Além disso, o enredo abre a roda de discussão para vários assuntos como o treinamento que os soldados de guerra recebem, passando ao nível de máquinas mortíferas sem sentimentos; como o tratamento que os considerados loucos recebem nos hospícios, sendo inclusive cobaias para experimentos médicos não autorizados, desumanizando-os; o fato de analisarmos o que estamos fazendo com nossa vida no presente, podendo refletir no destino, alterando nosso futuro; enfim, outras tantas coisas que o filme aborda com classe e é digno de aplausos. E o melhor detalhe é que todos esses assuntos são jogados sutilmente, mas surtem um efeito espetacular nos espectadores. O roteiro adaptado de Massy Tadjedin é seguro e, ajudado com a montagem dos fatos, é memorável. Psicologicamente e filosoficamente bem construído, é interessante perceber a alteração comportamental de cada personagem, seja do mais importante ao figurante. Podemos perceber que a escolha do elenco foi bastante peculiar para transmitir exatamente as sensações que são importantes em cada cena.

É indiscutível que Adrien Brody está impecável. O ator, que já havia provado seu talento em "O Pianista", mostra que consegue se adequar a qualquer situação que o roteiro imponha ao seu personagem. Sua vulnerabilidade transmite segurança e o homem torna-se íntimo ao espectador, que passa a compartilhar suas angústias, anseios e torcer à favor dele. Desinibido e confiante, Brody faz de Jack a arma melhor empregada em toda a película. Nenhum dos outros atores que tinham sido cotado para o personagem teriam o mesmo punho que Brody teve para construir mais um personagem marcante na sua carreira. A jovem Keira Knightley me surpreendeu e mostrou que é mais do que uma carinha bonita em Hollywood. Destaque de "Piratas do Caribe", a moça também mostrou sua versatilidade e parecia mais à vontade ainda em seu personagem. Dando a Jackie um sotaque americano e compreendendo toda sua história de vida, Knightley conseguiu até ganhar minha simpatia. O mesmo aconteceu com Jennifer Jason Leigh, que interpreta a Dra. Lorenson, um personagem de fundamental importância do meio para o fim da história, revelando-se uma médica preocupada com o estado do protagonista, mas que ao mesmo tempo sentia-se insegura com o que ela poderia alterar na vida dele. Ainda podemos ver em poucos momentos Daniel Craig, que interpreta o louco Mackenzie, que se torna colega de Jack no manicômio. Felizmente, Craig e sua responsabilidade permitiram que não estereotipasse as pessoas que vivem em lugares assim, não exagerando na loucura e instigando o público a pensar se ele realmente era insano ou se seria uma pessoa normal mal-entendida pelos médicos e especialistas.
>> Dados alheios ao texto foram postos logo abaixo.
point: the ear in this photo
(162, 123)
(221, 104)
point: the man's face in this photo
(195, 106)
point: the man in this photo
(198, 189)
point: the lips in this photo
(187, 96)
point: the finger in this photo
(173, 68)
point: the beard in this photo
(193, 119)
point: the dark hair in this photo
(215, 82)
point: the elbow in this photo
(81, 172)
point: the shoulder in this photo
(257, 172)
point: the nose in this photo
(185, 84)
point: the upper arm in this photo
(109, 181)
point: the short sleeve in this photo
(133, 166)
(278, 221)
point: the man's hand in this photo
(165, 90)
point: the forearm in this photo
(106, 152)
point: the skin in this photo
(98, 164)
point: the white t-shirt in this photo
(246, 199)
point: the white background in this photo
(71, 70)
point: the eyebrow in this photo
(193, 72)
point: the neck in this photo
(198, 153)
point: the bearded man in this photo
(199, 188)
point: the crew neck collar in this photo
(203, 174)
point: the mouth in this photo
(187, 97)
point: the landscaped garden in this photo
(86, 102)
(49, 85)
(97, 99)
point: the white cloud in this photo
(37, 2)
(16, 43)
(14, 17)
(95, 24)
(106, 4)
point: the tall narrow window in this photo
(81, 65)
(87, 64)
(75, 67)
Ponto positivo também para o diretor John Maybury, que conseguiu dar uma estabilidade emocional e psicológica na trama para que não parecesse forçada ou artificial, preocupando-se com os mínimos detalhes e com os objetos que seriam trabalhados em cada cena. Disposto a trabalhar bem com as cores dos lugares que estariam em harmonia com a complexidade de cada cena, Maybury conseguiu usar do orçamento dado ao projeto para mostrar sua competência e entrar para o mercado cinematográfico hollywoodiano. Ele conseguiu tomadas ímpares, explorando os cenários ao máximo, dispondo de uma trilha sonora simples, porém ativa, e fazendo dos seus personagens o que ele tinha em mente. Vale mencionar também que quem assinou a produção do longa foram nada mais nada menos que George Clooney, Steven Soderbergh e Peter Guber, ou seja, dignos de congratulações.

Enfim, "Camisa de Força" prova que é mais do que uma forma de thrillers psicológicos e envolve densamente o público na complexidade do seu roteiro. Quem está pouco disposto a pensar ou que não tem estômago para ser bombardeado de informações e coisas inimagináveis, surreais e instigantes, certamente se decepcionará com o filme, mas os que procuram mais do que um bom entretenimento, conseguem achar. Sem falar da digestão que você faz depois que o filme acaba. Daí só resta a você tirar conclusões e se livrar da angústia que fica após o "the end".